Niilo Paasivirta is a Finnish Internet personality, who has become known for the Internet writings that parody fundamentalist Christian views. In Finland, he's best known for the essays called "Oikeat Mielipiteet" ("Correct Opinions"), and elsewhere for the "Love Thy Neighbor" and Game of Satan pages, that parody moral panic in role-playing games, as well as his Foreigner's Guide to Finland page. The pages were written at the time when the moral panic was being discussed, first in the mid-1990s, and the humorous approach was both disapproved of, and later, as the moral panic waned, approved of.

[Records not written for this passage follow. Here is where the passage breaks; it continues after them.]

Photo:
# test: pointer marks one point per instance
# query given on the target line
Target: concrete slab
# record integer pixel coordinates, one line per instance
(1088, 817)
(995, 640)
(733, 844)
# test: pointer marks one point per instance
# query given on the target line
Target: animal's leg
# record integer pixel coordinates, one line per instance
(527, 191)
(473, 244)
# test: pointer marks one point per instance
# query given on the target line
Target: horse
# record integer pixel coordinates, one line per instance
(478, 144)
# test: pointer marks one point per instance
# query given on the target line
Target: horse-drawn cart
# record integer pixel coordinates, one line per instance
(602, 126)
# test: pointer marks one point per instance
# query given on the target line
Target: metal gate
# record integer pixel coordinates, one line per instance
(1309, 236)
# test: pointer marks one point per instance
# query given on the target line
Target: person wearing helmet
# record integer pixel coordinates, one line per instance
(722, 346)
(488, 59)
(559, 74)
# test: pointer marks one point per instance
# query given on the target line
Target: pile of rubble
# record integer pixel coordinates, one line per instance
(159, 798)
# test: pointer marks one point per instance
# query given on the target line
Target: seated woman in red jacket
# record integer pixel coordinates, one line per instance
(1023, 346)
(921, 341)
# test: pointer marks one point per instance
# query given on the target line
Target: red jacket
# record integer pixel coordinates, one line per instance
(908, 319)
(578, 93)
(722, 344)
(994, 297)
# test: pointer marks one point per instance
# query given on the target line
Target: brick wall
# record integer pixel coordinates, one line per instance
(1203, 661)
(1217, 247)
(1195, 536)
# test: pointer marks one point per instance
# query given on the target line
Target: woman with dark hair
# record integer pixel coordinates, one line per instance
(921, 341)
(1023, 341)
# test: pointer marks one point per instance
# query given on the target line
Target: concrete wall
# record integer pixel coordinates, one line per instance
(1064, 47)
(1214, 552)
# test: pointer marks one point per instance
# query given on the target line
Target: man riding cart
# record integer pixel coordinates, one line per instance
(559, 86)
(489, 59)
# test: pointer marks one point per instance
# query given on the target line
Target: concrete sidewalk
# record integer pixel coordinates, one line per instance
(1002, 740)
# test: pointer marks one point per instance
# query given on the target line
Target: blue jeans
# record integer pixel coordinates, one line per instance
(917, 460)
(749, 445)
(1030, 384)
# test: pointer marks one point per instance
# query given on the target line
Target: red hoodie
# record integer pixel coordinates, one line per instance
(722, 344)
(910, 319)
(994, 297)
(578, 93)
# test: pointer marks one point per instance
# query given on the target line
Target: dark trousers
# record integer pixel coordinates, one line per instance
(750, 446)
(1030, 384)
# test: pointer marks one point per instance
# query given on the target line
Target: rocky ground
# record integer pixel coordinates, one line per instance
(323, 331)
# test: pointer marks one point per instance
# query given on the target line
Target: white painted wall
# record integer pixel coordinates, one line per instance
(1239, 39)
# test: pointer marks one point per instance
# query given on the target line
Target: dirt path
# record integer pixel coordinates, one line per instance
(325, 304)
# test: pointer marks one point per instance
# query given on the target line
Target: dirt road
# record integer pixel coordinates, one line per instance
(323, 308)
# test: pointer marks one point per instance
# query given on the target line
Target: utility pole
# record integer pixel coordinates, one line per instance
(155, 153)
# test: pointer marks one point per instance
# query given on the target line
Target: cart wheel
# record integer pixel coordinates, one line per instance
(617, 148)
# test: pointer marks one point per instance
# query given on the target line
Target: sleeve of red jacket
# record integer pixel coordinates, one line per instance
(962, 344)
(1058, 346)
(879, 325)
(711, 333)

On several occasions, Paasivirta has said his date of birth is September 3, 1956, which is debatable, as the same interview also had wild claims about his "roots in nobility" and "special skills".

== Game of Satan ==

Game of Satan pages parody the anti-role-playing game movement. According to the pages, the role-playing games are anti-Christian, sinful, make the players worship Satan, practice (among other things) occultism, religions other than Christianity, paraphilias, turn them into members of sexual minorities, commit crimes, and go to Hell. Paasivirta himself described the page as follows:

I didn't think anyone would take it seriously...Thousands of people...read the page, and a few percent of them apparently took it seriously. They started to e-mail me, and I started collecting the e-mails. I have over 5 megabytes archive...I "enhanced" the page by adding the most outrageous and ridiculous claims I could think of, I added deliberate typos, many contradictions, and silly links, hoping that even the most ignorant person would immediately realize that the page is a joke. It didn't help...More hate mail kept coming no matter what.

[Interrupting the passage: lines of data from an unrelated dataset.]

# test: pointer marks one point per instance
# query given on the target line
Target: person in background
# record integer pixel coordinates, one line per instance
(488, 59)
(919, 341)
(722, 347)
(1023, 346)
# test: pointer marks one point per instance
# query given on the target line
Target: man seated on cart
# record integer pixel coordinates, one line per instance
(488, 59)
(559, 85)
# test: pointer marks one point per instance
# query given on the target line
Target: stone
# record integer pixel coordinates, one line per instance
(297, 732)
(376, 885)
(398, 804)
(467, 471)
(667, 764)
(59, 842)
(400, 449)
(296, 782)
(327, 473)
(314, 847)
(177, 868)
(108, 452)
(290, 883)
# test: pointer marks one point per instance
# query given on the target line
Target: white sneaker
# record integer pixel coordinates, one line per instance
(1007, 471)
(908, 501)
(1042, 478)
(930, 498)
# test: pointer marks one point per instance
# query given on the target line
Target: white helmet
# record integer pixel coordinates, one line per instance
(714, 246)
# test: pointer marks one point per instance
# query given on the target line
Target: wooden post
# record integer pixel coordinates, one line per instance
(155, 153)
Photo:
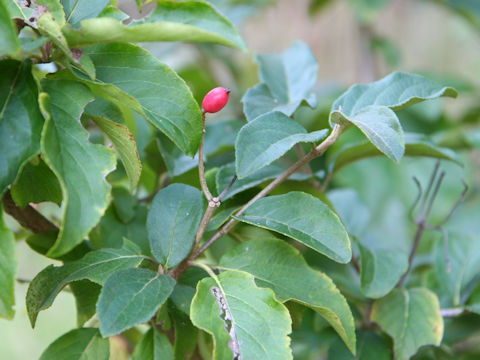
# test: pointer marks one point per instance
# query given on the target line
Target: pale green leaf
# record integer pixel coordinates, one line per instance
(464, 259)
(381, 126)
(96, 266)
(36, 183)
(130, 297)
(153, 346)
(287, 81)
(8, 270)
(9, 43)
(277, 265)
(125, 145)
(242, 318)
(190, 21)
(266, 139)
(303, 218)
(78, 10)
(165, 99)
(21, 121)
(78, 344)
(411, 317)
(172, 222)
(80, 166)
(380, 270)
(415, 145)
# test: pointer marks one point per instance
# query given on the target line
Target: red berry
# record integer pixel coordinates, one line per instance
(215, 100)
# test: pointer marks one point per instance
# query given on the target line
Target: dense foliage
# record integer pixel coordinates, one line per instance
(288, 230)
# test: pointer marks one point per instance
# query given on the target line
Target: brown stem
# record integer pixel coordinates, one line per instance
(28, 217)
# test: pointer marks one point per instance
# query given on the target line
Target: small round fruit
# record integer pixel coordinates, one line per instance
(215, 100)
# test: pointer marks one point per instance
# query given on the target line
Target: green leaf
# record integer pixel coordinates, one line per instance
(272, 171)
(266, 139)
(287, 81)
(165, 99)
(80, 166)
(172, 222)
(36, 183)
(125, 145)
(415, 145)
(21, 121)
(382, 127)
(395, 91)
(130, 297)
(153, 346)
(96, 266)
(279, 266)
(411, 317)
(303, 218)
(9, 43)
(86, 295)
(242, 318)
(8, 269)
(76, 11)
(191, 21)
(380, 270)
(78, 344)
(464, 258)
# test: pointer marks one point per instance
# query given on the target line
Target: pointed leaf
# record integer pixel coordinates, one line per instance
(303, 218)
(287, 81)
(8, 270)
(9, 43)
(125, 145)
(130, 297)
(96, 266)
(153, 346)
(191, 21)
(165, 99)
(80, 166)
(21, 121)
(411, 317)
(277, 265)
(266, 139)
(78, 344)
(381, 269)
(243, 319)
(172, 222)
(415, 145)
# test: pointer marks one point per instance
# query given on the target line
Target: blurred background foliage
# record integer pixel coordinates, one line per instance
(354, 41)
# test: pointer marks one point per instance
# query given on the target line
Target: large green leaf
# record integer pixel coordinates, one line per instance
(411, 317)
(96, 266)
(287, 81)
(380, 270)
(192, 21)
(415, 145)
(21, 121)
(165, 99)
(9, 43)
(277, 265)
(78, 344)
(130, 297)
(76, 10)
(80, 166)
(126, 147)
(8, 270)
(227, 172)
(243, 319)
(464, 258)
(264, 140)
(153, 346)
(36, 183)
(172, 222)
(304, 218)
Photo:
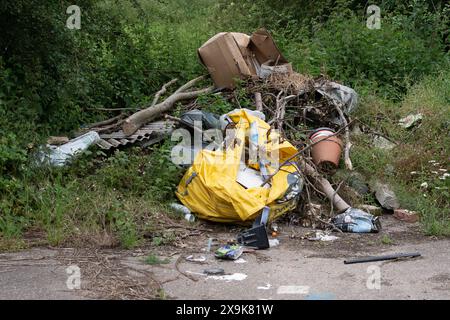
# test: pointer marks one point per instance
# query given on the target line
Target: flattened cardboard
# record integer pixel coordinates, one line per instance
(230, 55)
(224, 60)
(264, 48)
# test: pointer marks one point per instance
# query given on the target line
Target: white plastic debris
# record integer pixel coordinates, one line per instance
(240, 260)
(410, 120)
(266, 287)
(273, 242)
(293, 290)
(229, 277)
(183, 210)
(322, 236)
(192, 258)
(59, 156)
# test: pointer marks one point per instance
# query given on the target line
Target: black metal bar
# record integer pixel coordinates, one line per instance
(382, 258)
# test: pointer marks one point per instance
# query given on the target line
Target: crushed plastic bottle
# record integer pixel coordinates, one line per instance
(183, 210)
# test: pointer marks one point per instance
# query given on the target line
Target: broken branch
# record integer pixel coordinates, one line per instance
(136, 120)
(348, 144)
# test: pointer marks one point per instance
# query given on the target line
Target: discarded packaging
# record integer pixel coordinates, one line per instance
(255, 237)
(214, 271)
(322, 236)
(230, 252)
(210, 187)
(61, 155)
(383, 143)
(57, 140)
(273, 242)
(406, 215)
(386, 197)
(231, 55)
(341, 95)
(183, 210)
(358, 221)
(410, 121)
(193, 258)
(196, 117)
(376, 211)
(327, 149)
(356, 181)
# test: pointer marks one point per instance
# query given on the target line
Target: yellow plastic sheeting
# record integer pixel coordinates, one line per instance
(209, 187)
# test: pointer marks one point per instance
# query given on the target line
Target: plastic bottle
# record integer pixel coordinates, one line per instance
(253, 142)
(183, 210)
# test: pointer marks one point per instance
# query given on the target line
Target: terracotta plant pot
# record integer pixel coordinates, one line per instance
(327, 152)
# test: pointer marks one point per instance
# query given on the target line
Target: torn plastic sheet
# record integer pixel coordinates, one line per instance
(59, 156)
(342, 96)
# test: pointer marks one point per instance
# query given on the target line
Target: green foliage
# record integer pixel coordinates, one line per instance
(53, 79)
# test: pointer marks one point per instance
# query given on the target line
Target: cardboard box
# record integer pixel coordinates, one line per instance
(230, 55)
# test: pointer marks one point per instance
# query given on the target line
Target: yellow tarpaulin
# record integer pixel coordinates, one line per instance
(210, 188)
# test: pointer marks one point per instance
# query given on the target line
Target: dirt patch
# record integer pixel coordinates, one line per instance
(394, 232)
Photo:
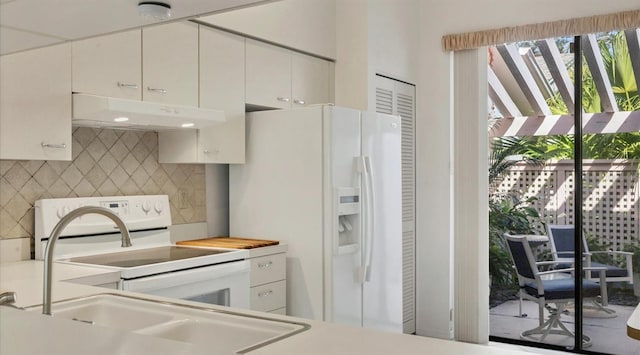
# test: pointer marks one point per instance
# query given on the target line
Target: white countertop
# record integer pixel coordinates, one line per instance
(60, 336)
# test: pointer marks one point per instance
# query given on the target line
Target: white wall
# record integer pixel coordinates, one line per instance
(306, 25)
(374, 37)
(434, 143)
(352, 54)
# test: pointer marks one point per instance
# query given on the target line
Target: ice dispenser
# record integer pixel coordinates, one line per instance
(347, 220)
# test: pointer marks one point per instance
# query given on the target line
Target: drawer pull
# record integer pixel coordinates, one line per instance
(129, 86)
(50, 145)
(161, 91)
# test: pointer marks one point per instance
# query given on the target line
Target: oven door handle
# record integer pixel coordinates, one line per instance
(185, 277)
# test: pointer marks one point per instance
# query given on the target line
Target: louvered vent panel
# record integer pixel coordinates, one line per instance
(390, 100)
(405, 108)
(384, 101)
(408, 276)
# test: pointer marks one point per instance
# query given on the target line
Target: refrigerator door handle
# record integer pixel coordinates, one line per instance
(371, 202)
(365, 216)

The Game of Satan pages have gained some cult following. Many people have understood the joke, and supported the page for that reason, but some have thought the page was a real opinion of a "conservative Christian" and mocked people who had the same kind of views. It has been seen as one of the examples of Poe's law.

== Correct Opinions ==

Paasivirta writes essays called "Oikeat Mielipiteet", or "Correct Opinions", to mock conservative views. Their length varies, they're typically related to current matters, and take point of view which is exaggeratedly conservative, right-wing, pro-military, patriotic and racist, in vein of the similar conservative groups in the United States. In addition to the Usenet and Paasivirta's own home page, the essays have been published on a web page called Bittivuoto.net, and a computer magazine called Enter.

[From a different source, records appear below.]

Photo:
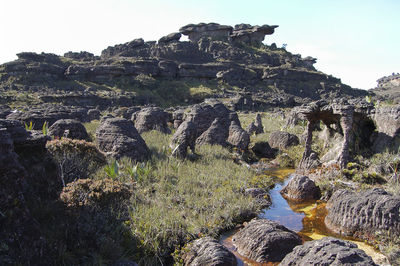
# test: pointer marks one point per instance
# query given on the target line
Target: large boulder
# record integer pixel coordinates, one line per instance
(117, 137)
(263, 240)
(282, 140)
(151, 118)
(301, 188)
(351, 213)
(327, 251)
(207, 251)
(69, 128)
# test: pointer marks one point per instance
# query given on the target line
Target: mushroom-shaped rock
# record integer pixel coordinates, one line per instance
(175, 36)
(301, 188)
(263, 240)
(151, 118)
(327, 251)
(207, 251)
(282, 140)
(238, 137)
(216, 134)
(363, 212)
(117, 137)
(69, 128)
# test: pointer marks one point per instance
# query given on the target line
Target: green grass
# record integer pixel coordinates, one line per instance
(177, 201)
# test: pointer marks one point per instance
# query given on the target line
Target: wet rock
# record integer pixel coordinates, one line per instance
(327, 251)
(117, 137)
(263, 240)
(360, 213)
(263, 150)
(207, 251)
(255, 127)
(151, 118)
(68, 128)
(301, 188)
(238, 137)
(216, 134)
(282, 140)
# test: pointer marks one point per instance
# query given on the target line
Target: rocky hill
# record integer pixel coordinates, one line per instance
(218, 61)
(388, 89)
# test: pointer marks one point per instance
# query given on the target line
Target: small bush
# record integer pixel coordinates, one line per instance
(76, 158)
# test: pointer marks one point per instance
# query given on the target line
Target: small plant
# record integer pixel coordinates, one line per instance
(29, 126)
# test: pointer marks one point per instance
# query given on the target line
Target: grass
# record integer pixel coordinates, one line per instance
(177, 201)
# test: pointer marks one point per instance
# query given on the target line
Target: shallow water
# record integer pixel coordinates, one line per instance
(306, 218)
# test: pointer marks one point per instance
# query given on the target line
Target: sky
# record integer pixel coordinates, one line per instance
(357, 41)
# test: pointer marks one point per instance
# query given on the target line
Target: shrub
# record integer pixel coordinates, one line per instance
(76, 158)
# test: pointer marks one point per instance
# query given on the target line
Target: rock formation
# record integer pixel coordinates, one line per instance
(301, 188)
(327, 251)
(117, 137)
(207, 251)
(361, 213)
(263, 240)
(68, 128)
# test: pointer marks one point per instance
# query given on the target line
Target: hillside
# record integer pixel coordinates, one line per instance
(217, 61)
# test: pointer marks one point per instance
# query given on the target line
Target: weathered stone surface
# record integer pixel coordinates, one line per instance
(151, 118)
(49, 114)
(68, 128)
(170, 38)
(216, 134)
(352, 213)
(213, 30)
(207, 251)
(282, 140)
(301, 188)
(117, 137)
(263, 240)
(255, 127)
(327, 251)
(184, 137)
(238, 137)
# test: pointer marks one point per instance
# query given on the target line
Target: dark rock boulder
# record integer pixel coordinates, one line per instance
(301, 188)
(117, 137)
(216, 134)
(263, 150)
(238, 137)
(255, 127)
(282, 140)
(207, 251)
(68, 128)
(351, 213)
(327, 251)
(263, 240)
(172, 37)
(184, 137)
(151, 118)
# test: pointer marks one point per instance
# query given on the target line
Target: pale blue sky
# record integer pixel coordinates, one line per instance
(357, 41)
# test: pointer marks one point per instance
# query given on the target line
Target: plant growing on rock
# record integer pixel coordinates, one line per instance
(76, 158)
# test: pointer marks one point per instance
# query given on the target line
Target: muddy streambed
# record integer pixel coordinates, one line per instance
(306, 218)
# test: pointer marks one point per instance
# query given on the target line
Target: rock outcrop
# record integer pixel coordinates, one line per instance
(361, 213)
(151, 118)
(118, 138)
(282, 140)
(263, 240)
(327, 251)
(207, 251)
(301, 188)
(68, 128)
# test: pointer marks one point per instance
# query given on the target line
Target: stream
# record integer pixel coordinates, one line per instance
(305, 218)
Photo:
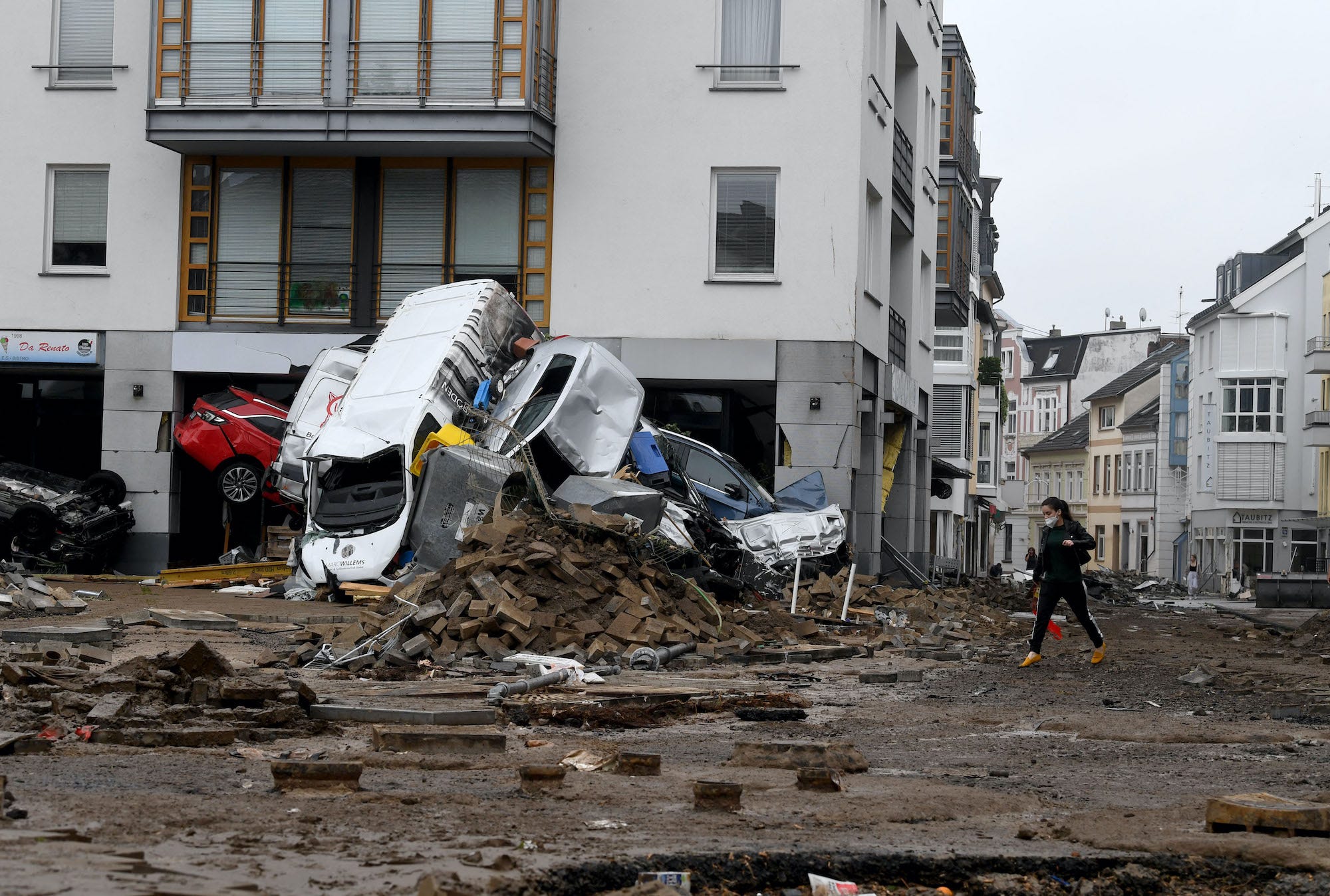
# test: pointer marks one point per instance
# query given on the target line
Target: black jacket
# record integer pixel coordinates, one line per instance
(1082, 540)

== Blasphemy accusations ==

In 1999, Paasivirta was investigated by police for allegedly violating Finnish blasphemy laws for the material published on his web page at the end of 1998. The prosecutor noted Paasivirta had posted blasphemous material and publicly agitated others to commit such crimes, but charges were not filed because the blasphemy was no longer treated as a criminal matter.

In the material, Paasivirta briefly and without any elaboration called God a "bull calf drone", "ectoplasm", "pickle being roasted in pig lard", "pedophile", "drug addict" and "career criminal". The page also had a phone number for the police tip line and admitted to violating blasphemy laws. Later, he claimed he was referring to the invisible pink unicorn rather than the Christian God. The material is no longer available on Paasivirta's home page.